I ended my previous story with the take home message that the drug discovery field hasn't explored the within-individual biological diversity as much as it has explored the between-individual genetic diversity. And this week, we have another remarkable story that further emphasizes my point.

After completing MD in 2014, I moved from India to Denmark to do a PhD in psychiatric genetics. My interest in psychiatric genetics came from working on a related topic for my MD thesis. That was my entry into the world of human genetics. At that time, I knew little about the field. During my PhD, I learned about the genetics of ADHD, autism, schizophrenia, and other psychiatric diseases. Later, when I began reading broadly, I felt a longing towards certain areas of human genetics like cardiovascular system, endocrinology and metabolism. As I read more, the list grew longer. The latest addition to the list is infectious diseases, particularly the ones that affect children.

Ever since I discovered Jean-Laurent Casanova, an amazing physician scientist at The Rockefeller University, I've been on and off reading about monogenic infectious diseases. Casanova has made tremendous contributions in this area. The first time I learned about him was in early 2022, when I came across two parallel publications in The Journal of Experimental Medicine on the discovery of null mutations in interferon genes that explained the high vaccination-associated deaths in Polynesian Islands and circumpolar regions. I've written about this story previously.

Human immune system has been evolving for over hundreds of thousands of years through continuous arms race against viruses, bacteria, fungi and parasites. For a pathogen, for example, a virus, to infect humans, it has to bypass multiple layers of security measures. It needs to first enter the body, then the cells, then the nucleus if it requires access to host's transcriptional machinery. There are sophisticated sensors in both inside and outside cells that monitor for foreign intruders. Upon detection, they unleash an army of proteins that attack the virus from different angles and chop them into pieces. How scientists first came to know about the genes and pathways that make our extraordinary viral immune defense systems?
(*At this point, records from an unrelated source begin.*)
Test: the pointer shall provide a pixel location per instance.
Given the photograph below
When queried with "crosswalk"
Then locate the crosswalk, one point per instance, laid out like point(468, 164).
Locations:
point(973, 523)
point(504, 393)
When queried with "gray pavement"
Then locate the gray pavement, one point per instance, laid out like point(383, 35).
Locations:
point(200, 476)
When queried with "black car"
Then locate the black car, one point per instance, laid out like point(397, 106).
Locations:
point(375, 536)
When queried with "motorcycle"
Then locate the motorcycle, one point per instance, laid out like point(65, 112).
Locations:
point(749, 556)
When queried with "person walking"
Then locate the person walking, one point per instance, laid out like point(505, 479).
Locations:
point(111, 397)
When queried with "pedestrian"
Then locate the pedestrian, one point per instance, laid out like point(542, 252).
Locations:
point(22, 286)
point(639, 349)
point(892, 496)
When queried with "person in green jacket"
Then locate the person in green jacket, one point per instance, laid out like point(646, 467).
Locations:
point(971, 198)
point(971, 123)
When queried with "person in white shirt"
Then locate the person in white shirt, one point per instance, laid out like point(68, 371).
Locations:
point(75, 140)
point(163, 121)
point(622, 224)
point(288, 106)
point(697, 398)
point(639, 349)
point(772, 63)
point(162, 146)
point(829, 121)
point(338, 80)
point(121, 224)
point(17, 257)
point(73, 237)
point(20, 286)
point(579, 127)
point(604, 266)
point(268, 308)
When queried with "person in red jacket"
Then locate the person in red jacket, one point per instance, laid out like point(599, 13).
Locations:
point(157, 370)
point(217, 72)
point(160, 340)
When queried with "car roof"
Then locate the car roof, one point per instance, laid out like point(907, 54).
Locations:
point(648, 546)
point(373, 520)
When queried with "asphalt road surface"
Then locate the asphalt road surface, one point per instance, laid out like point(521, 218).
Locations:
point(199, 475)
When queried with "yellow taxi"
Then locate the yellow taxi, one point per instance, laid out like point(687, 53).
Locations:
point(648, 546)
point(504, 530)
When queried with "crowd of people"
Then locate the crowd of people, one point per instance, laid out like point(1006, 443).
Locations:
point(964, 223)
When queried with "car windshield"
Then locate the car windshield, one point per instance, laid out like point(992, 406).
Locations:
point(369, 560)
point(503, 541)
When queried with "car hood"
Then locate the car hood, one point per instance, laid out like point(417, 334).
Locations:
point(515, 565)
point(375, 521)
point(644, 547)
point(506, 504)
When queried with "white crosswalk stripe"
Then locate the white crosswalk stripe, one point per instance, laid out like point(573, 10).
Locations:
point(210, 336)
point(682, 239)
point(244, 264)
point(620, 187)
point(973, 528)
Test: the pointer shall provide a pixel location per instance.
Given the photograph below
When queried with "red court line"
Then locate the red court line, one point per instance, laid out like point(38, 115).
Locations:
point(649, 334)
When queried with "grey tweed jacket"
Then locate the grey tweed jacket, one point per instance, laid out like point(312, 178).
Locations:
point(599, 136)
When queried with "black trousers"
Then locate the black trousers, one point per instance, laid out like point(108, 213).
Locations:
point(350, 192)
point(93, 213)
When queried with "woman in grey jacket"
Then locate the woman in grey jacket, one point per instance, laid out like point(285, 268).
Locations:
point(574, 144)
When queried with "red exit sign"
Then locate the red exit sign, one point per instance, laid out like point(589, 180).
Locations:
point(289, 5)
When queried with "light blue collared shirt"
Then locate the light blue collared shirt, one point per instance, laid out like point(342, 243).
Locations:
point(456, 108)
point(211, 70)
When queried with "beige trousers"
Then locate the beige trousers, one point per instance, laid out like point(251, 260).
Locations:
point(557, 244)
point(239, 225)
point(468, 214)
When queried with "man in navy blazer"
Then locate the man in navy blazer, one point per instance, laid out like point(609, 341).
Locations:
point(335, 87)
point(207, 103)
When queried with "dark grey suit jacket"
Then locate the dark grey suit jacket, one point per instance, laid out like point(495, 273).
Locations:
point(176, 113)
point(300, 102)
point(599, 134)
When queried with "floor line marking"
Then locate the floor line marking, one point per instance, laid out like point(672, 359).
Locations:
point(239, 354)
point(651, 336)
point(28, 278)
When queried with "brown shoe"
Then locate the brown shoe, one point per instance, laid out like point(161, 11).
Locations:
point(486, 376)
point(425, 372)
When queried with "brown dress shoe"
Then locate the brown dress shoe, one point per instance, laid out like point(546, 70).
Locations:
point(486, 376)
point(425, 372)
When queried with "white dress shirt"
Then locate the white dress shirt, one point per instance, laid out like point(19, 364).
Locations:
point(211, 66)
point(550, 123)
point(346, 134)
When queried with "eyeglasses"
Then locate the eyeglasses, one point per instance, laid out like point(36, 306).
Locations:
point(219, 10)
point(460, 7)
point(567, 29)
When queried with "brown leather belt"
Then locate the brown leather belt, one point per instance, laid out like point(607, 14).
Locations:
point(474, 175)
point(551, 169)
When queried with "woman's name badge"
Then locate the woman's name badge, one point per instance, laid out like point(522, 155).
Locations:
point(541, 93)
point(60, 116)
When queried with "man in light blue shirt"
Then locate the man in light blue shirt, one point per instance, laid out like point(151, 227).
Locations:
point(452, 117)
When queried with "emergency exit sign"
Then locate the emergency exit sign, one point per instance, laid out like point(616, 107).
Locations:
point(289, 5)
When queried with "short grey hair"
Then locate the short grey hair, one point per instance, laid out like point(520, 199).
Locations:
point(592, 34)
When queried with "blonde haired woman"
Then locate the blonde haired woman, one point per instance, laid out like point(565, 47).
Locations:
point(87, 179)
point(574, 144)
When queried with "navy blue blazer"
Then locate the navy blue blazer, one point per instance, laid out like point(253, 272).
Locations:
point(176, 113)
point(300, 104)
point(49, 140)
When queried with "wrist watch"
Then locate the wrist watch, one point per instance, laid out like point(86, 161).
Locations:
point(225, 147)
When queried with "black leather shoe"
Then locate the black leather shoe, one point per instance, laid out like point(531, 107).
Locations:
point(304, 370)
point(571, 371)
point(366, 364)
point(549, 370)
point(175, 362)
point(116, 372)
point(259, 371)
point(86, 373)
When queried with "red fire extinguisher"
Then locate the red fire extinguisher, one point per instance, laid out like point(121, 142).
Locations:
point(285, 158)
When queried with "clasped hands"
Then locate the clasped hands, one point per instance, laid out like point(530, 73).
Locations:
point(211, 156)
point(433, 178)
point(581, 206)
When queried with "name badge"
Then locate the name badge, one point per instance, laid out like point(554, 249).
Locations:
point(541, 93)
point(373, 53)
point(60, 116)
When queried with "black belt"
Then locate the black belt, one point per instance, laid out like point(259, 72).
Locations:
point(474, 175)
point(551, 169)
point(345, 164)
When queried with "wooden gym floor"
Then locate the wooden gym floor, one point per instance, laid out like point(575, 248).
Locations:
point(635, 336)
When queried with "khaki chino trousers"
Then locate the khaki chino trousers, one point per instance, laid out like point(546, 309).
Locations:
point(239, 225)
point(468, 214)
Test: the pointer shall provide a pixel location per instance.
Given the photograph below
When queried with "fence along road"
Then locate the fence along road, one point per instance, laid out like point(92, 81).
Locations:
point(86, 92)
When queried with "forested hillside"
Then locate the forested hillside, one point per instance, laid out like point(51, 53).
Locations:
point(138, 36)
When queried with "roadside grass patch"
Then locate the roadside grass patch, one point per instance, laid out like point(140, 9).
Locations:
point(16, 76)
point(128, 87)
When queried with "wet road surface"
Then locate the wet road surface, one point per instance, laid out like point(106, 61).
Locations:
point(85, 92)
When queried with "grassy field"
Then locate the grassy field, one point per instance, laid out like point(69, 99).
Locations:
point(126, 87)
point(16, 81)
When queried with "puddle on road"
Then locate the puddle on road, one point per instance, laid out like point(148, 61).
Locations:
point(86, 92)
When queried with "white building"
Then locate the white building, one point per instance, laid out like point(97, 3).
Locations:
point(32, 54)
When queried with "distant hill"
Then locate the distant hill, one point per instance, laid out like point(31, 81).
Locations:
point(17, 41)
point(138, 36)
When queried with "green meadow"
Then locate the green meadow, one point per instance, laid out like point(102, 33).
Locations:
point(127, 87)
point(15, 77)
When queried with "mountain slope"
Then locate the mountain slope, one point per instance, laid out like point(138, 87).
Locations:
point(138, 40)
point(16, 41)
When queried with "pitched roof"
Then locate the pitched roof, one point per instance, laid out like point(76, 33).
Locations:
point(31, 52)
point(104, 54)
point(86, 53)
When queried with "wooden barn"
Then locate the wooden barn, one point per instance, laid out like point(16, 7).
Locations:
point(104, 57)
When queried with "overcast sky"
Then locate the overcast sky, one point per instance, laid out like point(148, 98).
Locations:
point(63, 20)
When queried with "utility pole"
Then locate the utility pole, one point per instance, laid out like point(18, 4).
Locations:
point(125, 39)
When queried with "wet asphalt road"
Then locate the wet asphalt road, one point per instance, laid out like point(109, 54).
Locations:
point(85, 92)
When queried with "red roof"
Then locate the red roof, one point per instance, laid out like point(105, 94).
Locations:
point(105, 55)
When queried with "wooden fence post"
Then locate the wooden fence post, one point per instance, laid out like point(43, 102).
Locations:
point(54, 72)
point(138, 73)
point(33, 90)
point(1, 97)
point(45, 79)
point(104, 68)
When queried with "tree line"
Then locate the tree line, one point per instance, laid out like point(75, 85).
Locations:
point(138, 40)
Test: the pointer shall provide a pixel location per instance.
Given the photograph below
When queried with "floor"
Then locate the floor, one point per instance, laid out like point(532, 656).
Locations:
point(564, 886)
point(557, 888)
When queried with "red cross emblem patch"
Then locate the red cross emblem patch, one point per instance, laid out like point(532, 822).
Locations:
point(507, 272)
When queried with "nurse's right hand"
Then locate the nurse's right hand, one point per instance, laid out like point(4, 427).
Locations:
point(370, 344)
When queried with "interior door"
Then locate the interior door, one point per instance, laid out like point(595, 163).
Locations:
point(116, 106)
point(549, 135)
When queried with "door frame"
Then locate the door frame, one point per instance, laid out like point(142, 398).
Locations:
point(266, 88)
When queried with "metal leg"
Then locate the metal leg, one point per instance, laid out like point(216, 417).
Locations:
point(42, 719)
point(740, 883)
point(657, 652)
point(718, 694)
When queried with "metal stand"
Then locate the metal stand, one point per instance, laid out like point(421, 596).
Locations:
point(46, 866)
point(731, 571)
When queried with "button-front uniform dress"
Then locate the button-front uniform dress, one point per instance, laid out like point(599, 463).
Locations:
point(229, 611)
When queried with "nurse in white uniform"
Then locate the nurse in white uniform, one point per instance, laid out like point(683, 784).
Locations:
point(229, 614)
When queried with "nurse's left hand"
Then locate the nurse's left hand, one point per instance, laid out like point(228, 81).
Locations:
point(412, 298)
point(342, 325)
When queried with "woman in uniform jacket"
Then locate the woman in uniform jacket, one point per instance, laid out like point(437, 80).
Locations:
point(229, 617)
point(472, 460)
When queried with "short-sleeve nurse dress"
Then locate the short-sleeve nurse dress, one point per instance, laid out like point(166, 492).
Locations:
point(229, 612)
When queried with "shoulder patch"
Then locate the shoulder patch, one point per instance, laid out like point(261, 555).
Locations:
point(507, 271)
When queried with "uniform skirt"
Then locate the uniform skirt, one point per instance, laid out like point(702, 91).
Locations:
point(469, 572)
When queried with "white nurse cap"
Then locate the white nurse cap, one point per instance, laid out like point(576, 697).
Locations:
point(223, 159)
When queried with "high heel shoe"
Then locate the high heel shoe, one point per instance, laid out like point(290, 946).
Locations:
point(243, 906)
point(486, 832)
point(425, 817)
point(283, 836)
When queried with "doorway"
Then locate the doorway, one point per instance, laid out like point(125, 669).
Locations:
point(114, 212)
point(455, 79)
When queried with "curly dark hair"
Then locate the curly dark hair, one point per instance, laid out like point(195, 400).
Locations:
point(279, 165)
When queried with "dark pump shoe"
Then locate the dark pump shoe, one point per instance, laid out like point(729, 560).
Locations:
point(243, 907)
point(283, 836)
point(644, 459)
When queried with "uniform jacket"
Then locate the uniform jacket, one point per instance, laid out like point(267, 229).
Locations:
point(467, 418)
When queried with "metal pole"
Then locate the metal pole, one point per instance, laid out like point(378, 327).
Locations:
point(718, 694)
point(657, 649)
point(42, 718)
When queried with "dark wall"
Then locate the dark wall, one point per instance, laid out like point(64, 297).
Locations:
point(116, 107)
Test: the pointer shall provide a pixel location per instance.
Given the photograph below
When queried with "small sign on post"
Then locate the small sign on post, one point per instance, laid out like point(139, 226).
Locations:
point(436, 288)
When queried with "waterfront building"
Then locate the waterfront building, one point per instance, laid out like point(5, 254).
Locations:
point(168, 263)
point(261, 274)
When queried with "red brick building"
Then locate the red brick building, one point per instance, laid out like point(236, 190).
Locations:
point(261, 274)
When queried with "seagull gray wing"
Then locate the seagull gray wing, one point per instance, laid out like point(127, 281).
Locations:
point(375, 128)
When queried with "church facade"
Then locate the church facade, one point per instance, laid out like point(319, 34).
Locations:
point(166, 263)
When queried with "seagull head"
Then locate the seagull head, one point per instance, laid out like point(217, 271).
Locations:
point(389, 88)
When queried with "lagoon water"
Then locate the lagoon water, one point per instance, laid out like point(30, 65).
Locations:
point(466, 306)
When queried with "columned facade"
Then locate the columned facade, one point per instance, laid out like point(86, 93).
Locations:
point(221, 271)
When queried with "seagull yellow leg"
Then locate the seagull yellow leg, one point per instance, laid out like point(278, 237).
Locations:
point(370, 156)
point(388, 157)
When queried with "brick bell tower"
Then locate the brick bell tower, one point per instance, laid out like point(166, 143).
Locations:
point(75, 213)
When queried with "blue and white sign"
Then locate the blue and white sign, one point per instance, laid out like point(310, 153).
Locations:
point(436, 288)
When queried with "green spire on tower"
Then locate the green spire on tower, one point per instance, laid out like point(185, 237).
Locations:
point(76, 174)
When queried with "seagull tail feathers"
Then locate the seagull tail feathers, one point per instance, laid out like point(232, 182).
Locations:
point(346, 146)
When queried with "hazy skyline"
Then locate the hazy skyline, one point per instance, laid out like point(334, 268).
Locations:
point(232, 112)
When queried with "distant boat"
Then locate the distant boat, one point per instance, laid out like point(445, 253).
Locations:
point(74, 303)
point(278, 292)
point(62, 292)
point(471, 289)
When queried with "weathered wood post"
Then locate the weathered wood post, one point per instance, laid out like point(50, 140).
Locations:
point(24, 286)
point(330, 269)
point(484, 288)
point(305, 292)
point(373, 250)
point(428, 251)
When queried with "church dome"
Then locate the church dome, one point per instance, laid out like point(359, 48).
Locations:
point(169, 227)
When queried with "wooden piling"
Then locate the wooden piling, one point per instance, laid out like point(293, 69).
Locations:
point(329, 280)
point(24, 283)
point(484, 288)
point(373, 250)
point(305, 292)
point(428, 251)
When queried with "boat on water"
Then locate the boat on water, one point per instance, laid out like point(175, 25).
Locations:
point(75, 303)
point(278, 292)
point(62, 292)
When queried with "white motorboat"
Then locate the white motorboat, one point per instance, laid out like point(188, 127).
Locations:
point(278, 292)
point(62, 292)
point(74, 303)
I am tempted to say through human genetics. But at least in the case of immunology and infectious diseases that is not entirely true. Even before the reports of gene mutations increasing susceptibility to infections were published, scientists knew a lot about the pathways involved in pathogen immune response through molecular and animal studies. Many of the discoveries of monogenic causes of infectious diseases were in fact driven by prior knowledge of the genes and pathways associated with such diseases. I have highlighted few examples of how mouse genetics played a major role in the discoveries of monogenic causes of systemic lupus erythematosus (SLE).

Of Mice and Men

Veera M. Rajagopal

·

June 8, 2024

Read full story

Autoimmune diseases like SLE represent one end of the double-edged sword that is almost every immune gene. The other end is the immune deficiency. There are countless examples of gene defects that increase susceptibility to viral, bacterial, fungal and parasitic infections. Many of those discoveries were driven by prior mouse genetic findings.

For example, the first reports of genetic defects increasing susceptibility to mycobacterial infection in humans surfaced in 1996. Two parallel studies in NEJM (one of which was from Casanova's group) reported mutations in IFNARG1, encoding interferon gamma receptor 1, abolished immune response to mycobacterial infection, even the ones by attenuated strains. As a result, carriers developed disseminated infections after Bacillus Calmette–Guérin (BCG) vaccination. But even before these reports, scientists knew that deleting any of the genes in the type 2 interferon signaling axis—interferon gamma (IFNG), its receptor (IFNARG1) or its downstream transcription factor protein interferon gamma regulatory factor (IRF1)—makes the mice susceptible to BCG infection. And this knowledge is what motivated Casanova and his team to search for mutations specifically in these genes when studying a child who died of disseminated BCG infection after vaccination.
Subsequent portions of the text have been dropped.